Билет №34
1. При поражении теменной доли возникают нарушения чувствительности – анестезия, гемианестезия, астериогноз (при поражении верхней теменной дольки), нарушения пространственной ориентации и регуляции целенаправленных движений, апраксия, аутотопогнозия не узнование частей тела, псевдомиелия – ощущение лишней конечности, анозогнозия – отрецание паралича, аколькурия – не считает, алексия – не читает, нижнеквадратная гемианопсия.
2. Болезнь Паркинсона и синдром паркинсонизма-двигательное расстройство, в основе которого лежит поражение дофаминергических нейронов черной субстанции и снижение выработки дофамина, необходимого для двигательно-рефлекторной функции нервной системы. Болезнь Паркинсона и Паркинсонизм - синдром, характеризуются любым сочетанием гипокинезии с ригидностью, тремором (преимущественно покоя) и постуральной неустойчивостью.
Классификация
I. Первичный паркинсонизм (идиопатический 80%)
- Болезнь Паркинсона.
- Юношеский паркинсонизм.
II. Вторичный паркинсонизм (симптоматический 10%)
- Сосудистый.
- Энцефалитический (после энцефалита А, герпетического энцефалита и др.).
- Посттравматический.
- Постгипоксический.
- Лекарственный (нейролептики, антагонисты кальция, препараты лития, антидепрессанты ингибиторы обратного захвата серотонина).

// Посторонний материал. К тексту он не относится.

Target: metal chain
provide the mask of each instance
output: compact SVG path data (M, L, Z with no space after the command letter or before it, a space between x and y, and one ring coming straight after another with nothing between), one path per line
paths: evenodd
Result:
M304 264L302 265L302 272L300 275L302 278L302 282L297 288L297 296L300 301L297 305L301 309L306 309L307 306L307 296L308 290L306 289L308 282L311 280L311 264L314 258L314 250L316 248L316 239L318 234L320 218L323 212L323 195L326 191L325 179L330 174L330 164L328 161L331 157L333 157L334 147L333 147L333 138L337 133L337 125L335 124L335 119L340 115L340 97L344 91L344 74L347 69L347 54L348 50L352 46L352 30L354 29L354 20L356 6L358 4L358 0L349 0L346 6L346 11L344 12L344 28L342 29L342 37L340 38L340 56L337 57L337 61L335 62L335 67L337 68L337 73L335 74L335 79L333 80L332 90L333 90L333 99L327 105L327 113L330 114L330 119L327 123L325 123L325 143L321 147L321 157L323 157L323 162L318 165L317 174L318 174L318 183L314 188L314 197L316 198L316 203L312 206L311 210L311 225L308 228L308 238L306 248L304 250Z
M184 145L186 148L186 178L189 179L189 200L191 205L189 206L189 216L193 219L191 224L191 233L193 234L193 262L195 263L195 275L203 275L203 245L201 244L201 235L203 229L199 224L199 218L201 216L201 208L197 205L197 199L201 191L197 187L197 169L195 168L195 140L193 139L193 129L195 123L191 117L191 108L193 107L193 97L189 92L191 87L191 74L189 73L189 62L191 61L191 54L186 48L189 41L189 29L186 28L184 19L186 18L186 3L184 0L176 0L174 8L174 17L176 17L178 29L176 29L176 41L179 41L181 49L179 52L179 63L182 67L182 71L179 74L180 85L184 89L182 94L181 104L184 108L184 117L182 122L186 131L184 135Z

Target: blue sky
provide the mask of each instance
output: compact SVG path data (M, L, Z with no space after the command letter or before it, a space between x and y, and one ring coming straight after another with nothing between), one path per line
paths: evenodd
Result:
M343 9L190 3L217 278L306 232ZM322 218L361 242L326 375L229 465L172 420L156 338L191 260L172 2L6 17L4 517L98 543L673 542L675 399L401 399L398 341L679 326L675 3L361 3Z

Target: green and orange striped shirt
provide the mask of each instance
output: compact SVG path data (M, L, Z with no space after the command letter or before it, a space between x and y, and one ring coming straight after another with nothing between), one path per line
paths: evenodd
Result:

- Токсический (марганец, окись углерода, сероуглерода, метанол, фосфорорганические соединения, нефтепродукты).
- При внутричерепных объемных процессах (опухоль, абсцесс, головная травма, туберкулема, киста).
- При гидроцефалии.
III. Паркинсонизм - при дегенеративных заболеваниях с поражением экстрапирамидной системы (10% «атипичный паркинсонизм, паркинсонизм - плюс»)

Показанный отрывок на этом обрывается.